It's the sound—the sound and the man behind the sound that makes the Cox/Fairchild model banjo a classic.

Craftsmen of fine instruments have to know the sound first, then the workmanship and materials, according to Raymond Fairchild, world champion banjo player and designer of the Cox/Fairchild banjo.
Fairchild collaborated with Jimmy Cox to design and produce 100 gold- and 100 nickel-plated banjos.

"They're Fairchild design and Cox built,"he said.

"Curly maple wood and gold engraving make a banjo fancy, but it's all secondary to the sound of the instrument," Fairchild said.

Voted best banjo picker of the year from 1987-1991, Fairchild says that designing the Cox/Fairchild model banjo is the career accomplishment of which he's most proud.

A curly maple neck and resonator, an ebony fret board, and a 20-hole, flathead bronze tone ring help make the Cox/Fairchild banjo unique. It's even been touted as the banjo of the future.
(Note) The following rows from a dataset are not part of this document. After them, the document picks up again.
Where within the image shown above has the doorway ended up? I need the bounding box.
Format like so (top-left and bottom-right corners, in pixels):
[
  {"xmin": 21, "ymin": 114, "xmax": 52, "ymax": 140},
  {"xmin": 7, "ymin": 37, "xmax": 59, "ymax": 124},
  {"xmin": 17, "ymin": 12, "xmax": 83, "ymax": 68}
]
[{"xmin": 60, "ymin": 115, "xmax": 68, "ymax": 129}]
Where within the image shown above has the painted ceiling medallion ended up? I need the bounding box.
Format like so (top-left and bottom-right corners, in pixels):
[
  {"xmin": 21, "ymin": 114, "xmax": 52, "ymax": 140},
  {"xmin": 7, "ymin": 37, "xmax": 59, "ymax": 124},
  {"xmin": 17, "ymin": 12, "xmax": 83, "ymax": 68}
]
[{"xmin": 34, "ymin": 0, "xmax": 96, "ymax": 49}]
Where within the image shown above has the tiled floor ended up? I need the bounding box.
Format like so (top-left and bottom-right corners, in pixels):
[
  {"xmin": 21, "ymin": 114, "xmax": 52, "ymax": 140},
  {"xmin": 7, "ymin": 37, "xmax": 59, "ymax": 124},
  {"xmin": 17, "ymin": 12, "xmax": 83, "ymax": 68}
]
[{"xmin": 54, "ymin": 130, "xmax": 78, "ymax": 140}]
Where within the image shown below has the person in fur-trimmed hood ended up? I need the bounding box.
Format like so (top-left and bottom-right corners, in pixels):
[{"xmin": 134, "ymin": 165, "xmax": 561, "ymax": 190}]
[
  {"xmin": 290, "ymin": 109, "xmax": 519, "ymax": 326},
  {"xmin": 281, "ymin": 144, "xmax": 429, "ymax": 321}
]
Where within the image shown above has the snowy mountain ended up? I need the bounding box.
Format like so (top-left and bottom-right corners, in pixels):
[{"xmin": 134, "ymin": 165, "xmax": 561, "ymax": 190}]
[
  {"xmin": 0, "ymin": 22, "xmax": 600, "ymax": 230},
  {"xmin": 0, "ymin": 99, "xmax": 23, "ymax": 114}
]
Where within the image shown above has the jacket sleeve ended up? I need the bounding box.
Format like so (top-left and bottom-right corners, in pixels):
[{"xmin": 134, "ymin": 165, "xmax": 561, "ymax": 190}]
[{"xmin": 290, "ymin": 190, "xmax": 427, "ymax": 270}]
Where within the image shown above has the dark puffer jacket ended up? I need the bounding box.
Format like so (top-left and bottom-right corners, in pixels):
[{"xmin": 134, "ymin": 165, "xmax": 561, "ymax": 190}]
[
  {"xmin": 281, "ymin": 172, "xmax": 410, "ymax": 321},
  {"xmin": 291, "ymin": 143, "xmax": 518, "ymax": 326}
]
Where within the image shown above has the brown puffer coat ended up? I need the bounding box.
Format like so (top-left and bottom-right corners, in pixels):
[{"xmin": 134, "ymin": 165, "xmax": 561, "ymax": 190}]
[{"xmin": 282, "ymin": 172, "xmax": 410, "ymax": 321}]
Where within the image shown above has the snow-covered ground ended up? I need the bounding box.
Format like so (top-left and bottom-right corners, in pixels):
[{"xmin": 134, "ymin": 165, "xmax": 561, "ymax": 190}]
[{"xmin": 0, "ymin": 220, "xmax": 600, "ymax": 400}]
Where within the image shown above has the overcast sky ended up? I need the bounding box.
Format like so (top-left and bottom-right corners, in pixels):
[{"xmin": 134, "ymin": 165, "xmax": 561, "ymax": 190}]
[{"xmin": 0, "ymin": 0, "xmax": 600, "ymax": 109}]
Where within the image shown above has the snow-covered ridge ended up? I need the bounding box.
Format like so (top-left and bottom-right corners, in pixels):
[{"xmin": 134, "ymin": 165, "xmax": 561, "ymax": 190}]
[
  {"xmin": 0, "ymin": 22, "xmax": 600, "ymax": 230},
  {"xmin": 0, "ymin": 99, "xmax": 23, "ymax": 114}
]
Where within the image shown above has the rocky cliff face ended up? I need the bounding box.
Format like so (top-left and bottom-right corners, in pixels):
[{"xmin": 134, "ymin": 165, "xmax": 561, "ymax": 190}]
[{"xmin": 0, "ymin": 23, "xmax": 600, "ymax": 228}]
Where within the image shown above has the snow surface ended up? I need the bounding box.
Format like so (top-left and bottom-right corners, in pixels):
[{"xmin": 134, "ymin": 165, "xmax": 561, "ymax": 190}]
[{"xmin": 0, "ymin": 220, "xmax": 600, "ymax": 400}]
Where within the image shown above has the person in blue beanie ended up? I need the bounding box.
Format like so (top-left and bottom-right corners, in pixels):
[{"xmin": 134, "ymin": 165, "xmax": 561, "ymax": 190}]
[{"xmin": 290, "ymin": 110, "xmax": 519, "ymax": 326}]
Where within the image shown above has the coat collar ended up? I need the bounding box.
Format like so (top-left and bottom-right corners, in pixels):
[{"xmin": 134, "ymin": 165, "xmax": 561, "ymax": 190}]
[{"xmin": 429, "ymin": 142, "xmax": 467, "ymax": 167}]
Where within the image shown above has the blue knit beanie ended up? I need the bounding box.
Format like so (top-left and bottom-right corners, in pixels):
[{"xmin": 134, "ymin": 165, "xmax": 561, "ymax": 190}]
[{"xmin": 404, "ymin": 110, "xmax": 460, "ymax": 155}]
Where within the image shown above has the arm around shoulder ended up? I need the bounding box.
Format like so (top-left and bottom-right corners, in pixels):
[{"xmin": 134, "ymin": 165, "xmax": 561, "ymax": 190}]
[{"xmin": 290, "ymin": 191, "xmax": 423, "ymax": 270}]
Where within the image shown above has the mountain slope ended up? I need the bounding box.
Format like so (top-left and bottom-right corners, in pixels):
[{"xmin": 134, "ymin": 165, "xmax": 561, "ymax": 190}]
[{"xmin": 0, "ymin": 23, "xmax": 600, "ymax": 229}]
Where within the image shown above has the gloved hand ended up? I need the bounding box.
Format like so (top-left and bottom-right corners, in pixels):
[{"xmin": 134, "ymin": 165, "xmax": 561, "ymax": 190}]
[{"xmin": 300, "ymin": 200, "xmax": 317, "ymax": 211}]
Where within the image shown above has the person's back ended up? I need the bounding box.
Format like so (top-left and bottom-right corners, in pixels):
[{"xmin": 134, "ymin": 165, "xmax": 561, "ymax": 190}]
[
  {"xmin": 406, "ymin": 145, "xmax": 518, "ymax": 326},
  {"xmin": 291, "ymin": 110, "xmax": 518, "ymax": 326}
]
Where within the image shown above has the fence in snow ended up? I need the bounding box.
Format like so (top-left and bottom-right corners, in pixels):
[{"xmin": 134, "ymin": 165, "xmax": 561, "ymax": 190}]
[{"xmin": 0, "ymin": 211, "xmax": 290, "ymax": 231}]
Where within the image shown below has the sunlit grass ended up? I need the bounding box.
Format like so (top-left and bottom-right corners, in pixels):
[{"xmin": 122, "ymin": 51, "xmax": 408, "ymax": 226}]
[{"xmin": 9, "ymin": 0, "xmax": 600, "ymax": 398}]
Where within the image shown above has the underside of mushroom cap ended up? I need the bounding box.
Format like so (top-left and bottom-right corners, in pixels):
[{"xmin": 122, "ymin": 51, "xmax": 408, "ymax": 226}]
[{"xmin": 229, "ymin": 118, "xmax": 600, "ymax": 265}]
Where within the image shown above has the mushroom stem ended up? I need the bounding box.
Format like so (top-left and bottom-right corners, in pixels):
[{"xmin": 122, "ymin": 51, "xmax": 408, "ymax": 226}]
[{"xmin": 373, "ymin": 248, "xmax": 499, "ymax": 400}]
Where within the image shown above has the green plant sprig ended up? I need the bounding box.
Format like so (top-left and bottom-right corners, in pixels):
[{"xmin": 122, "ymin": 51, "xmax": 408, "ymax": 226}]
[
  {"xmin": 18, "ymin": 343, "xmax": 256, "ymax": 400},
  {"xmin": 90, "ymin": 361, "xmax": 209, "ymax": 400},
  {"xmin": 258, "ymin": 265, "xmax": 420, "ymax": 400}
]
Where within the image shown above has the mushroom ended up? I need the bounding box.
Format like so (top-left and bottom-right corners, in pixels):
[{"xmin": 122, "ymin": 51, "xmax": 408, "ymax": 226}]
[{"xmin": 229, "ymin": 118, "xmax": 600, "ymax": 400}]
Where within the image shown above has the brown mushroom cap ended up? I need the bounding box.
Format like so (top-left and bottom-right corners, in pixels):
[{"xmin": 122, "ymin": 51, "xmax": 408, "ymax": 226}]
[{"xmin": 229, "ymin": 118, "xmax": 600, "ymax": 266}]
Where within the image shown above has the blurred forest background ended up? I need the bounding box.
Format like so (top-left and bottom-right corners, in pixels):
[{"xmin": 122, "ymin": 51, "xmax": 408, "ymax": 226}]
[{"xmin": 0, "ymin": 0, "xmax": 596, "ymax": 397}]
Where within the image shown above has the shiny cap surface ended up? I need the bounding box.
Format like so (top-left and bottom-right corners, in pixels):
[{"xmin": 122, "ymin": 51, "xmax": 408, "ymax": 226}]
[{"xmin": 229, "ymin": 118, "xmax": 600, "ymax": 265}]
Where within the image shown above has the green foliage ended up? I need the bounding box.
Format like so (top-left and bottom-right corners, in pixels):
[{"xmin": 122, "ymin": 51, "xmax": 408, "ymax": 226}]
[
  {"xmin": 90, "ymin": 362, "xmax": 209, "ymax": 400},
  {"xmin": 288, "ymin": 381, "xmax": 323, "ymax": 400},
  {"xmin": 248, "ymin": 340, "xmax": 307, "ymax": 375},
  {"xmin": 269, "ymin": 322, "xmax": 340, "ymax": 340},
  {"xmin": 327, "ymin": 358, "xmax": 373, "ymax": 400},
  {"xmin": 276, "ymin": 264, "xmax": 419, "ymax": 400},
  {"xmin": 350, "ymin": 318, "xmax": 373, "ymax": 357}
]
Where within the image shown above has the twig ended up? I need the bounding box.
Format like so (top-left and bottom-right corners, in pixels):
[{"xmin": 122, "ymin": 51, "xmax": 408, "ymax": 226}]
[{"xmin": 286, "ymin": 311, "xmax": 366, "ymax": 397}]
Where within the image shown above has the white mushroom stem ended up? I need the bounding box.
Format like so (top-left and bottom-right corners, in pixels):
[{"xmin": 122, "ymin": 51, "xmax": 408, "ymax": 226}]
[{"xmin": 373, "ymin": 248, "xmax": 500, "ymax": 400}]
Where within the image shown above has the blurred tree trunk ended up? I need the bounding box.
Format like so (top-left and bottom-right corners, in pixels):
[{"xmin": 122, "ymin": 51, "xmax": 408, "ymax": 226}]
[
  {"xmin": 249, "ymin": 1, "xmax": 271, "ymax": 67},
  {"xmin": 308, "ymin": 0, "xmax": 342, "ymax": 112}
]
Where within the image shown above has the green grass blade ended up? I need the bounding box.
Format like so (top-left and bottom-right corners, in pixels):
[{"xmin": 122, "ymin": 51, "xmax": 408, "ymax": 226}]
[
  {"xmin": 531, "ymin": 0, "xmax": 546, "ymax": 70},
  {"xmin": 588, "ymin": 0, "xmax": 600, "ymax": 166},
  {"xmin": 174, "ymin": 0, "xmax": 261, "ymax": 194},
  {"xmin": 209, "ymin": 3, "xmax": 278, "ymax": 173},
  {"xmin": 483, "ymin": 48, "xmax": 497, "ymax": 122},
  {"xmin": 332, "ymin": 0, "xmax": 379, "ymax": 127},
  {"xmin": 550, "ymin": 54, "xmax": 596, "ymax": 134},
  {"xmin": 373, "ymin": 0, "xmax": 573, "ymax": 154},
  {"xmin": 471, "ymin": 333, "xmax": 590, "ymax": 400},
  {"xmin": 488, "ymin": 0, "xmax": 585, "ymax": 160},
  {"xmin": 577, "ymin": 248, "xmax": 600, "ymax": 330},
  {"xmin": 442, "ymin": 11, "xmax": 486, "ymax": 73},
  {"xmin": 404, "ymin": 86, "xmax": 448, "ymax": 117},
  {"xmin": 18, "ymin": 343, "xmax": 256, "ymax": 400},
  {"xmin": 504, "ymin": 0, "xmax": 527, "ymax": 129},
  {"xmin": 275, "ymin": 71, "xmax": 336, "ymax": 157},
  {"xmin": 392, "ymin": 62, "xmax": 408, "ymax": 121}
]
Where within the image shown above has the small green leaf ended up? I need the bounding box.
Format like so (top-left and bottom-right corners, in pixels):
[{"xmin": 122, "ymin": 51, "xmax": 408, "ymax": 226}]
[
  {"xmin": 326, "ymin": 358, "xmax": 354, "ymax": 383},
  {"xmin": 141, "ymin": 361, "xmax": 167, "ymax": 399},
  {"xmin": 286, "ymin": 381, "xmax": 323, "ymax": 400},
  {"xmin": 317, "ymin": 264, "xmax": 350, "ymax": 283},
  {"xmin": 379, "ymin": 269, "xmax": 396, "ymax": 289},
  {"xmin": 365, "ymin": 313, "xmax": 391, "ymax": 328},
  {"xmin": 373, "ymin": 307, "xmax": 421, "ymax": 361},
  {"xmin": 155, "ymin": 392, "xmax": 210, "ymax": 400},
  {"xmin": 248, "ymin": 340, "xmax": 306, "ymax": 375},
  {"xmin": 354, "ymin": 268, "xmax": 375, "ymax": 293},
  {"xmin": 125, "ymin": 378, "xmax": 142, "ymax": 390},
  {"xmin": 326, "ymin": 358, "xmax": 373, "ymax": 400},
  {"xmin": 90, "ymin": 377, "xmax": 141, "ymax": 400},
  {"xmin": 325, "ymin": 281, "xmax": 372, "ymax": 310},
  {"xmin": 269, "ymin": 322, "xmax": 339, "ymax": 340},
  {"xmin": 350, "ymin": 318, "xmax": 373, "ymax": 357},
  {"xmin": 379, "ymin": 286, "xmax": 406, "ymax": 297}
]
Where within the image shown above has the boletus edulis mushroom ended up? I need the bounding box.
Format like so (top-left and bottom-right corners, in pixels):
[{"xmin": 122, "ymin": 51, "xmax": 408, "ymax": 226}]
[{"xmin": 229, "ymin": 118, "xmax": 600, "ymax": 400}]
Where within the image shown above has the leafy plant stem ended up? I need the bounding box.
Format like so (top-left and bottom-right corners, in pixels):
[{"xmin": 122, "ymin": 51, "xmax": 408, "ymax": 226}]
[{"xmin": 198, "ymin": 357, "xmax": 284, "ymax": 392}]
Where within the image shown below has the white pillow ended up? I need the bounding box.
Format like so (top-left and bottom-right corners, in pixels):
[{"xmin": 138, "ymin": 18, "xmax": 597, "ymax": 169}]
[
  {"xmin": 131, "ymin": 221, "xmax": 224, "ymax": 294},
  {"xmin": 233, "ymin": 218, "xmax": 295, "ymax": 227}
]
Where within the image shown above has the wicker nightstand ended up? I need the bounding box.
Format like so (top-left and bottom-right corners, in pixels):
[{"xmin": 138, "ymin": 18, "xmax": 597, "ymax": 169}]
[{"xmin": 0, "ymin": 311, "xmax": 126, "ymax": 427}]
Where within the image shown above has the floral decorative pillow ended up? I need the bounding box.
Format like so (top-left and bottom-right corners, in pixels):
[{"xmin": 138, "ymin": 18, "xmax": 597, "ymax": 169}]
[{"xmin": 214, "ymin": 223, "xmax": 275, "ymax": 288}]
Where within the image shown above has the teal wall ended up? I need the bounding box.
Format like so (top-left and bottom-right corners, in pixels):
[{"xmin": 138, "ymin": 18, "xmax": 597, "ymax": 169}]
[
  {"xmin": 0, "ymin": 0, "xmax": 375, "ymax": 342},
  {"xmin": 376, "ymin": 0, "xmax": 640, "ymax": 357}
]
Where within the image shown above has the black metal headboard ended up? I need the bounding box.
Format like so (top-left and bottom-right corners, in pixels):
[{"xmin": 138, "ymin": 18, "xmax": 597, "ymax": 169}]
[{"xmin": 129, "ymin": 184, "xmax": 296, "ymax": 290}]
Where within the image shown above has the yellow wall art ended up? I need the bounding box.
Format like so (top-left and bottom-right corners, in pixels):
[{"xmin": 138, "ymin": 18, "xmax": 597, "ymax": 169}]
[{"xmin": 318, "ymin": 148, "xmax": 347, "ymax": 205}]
"I worked on it for three years drawing the blueprints on the way I thought a banjo should sound, look, balance, stay in tune, and perform from one end of the neck to the other,"he said. "And I got it all in one package, and I run into a banjo maker who's the greatest banjo maker in the world ... I showed him my plans and he said "I'll tell you what, I'll make a hundred nickel and hundred gold."

"There's a half a dozen secrets to the Cox/Fairchild banjo, that's why it's great," Fairchild said. But pulling those secrets from him is like pulling teeth.

Proud of his creation, Fairchild enjoys talking about the Cox/Fairchild banjo, but ask him to reveal the secrets to its sound and he'll explain it's the craftsmanship.

"Jimmy Cox is a great banjo builder because he's devoted so many years to it. He works and works on a banjo until it's right," Fairchild said.

The Cox/Fairchild banjo is made in Cox's Five-String Studio in Top Sham, Maine. Prices range from $1,100 to $3,000 for a gold-plated and engraved model.

"There ain't any tricks to making banjos, they just have to sound right," Cox said in a 1992 interview.

Fairchild is sure the Cox/Fairchild banjo will triple in value over the years. A clean, crisp, powerful sound is what makes this banjo great, he said.